Maximum sustained winds have reached almost 140 mph (120 knots), the equivalent of a category 4 hurricane.
The Joint Typhoon Warning Center predicts the storm, moving over very warm waters (30-32 degrees C or 86-90 F) and beneath favorable upper level winds, will maintain intensity until coming ashore in Southern China at 8 a.m. Tuesday morning (Hong Kong time), the equivalent of 8 p.m. tonight in the eastern United States.
Live radar plainly shows Vicente’s intense outer bands lashing Hong Kong with a well-defined eye just to its southwest. The storm’s strongest winds and most severe tidal surge are likely to occur southwest of the city in southern mainland China, but squally, hurricane-type conditions are possible in the city itself. Accuweather reports an 83 mph wind gust was recorded.

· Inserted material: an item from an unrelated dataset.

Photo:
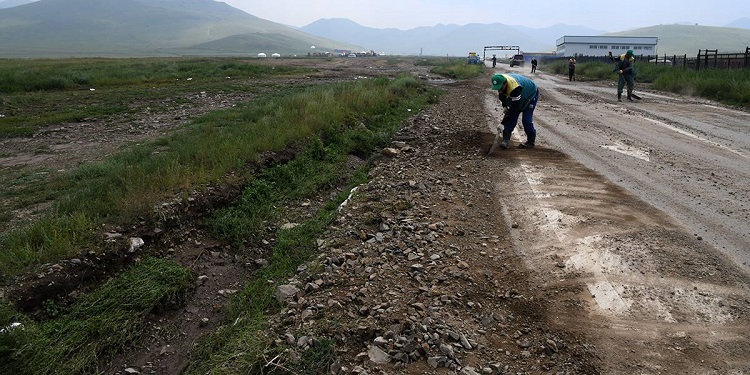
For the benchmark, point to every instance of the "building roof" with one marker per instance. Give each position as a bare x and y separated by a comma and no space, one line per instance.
652,40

Reuters provided the following information about actions that go into effect when a typhoon of this severity moves into the city:
Financial markets, schools, businesses and non-essential government services close when any No. 8 or above signal is hoisted, posing a disruption to business in the capitalist hub and former British colony that returned to Chinese rule in 1997.
The Hong Kong Observatory said it expected the No. 10 signal to remain in force overnight, meaning markets could be shut down in the morning.
Activation of the No. 10 signal is a rare occurrence according to the Hong Kong Observatory (HKO).
The most recent No. 10 signal to be issued in Hong Kong was for Typhoon York in 1999.